Should I Be A Psychologist?

Reader’s Question

Hello, My name is Nicolle, and I live in France, so if I will make mistakes (as if I will not write correctly) I’m sorry. I’ll try to write as correctly as possible. So, I’m a psychology student, I’m almost graduated, I am 22 years old, and I’m in love with one of my psychology teachers. He knows this, and he is not acting like he didn’t care, but not shows it too much, too. So I didn’t know, what to believe. I don’t want to have a relation with him, I only want to speak with him (and maybe to give him a hug once, just like a good friend). Maybe it sounds a little odd, but this is how a feel, and you probably say that this is not love, but I think it is, because I believe that somewhere, out there is a form of love, that just not involve sex, or anything like it, is just love. This teacher, is a clinical psychologist, and is very good in his professional area. He isn’t married, and he is 35 years old.

In the autumn I want to follow a master program in clinical psychology, but I don’t now if I will make the right decision. I will list below the advantages and disadvantages of this decision:


  1. I am interested in clinical psychology, I like the domain (intrinsic motivation).
  2. I like the teacher who will teach us in this master program (the teacher I’m in love with, is one of the teachers involved in this program), so I think that this fact represents a good source of extrinsic motivation, in the way, that I will be more motivated to learn much more.

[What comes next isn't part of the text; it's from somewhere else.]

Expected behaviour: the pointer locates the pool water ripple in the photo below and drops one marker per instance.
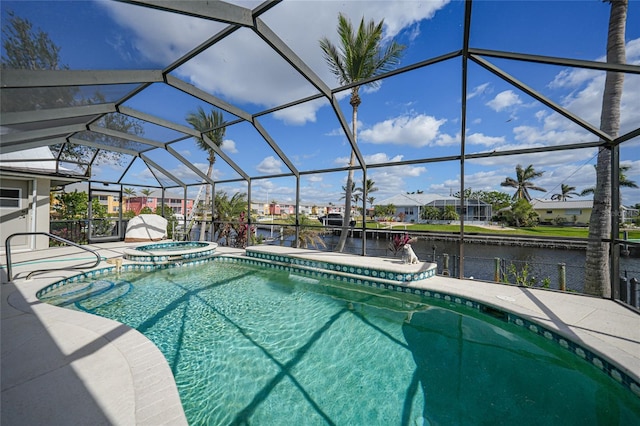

  1. I believe I developed some mental disorders (I’m NOT joking), I didn’t have a diagnosis but I strongly believe that I developed OCD (obsessive-compulsive disorder), and plus that, I developed also a specific phobia (Pteronophobia — the fear of feathers) since I’ve been a child. So I don’t know if with all these, I will became a good clinical psychologist. Please if you can help me, I will be thankful.
  2. I’m afraid that if I will go to this master program, my teacher will find out about my disorders, and I don’t want that to change his impression about me (I don’t want him to feel sorry about me).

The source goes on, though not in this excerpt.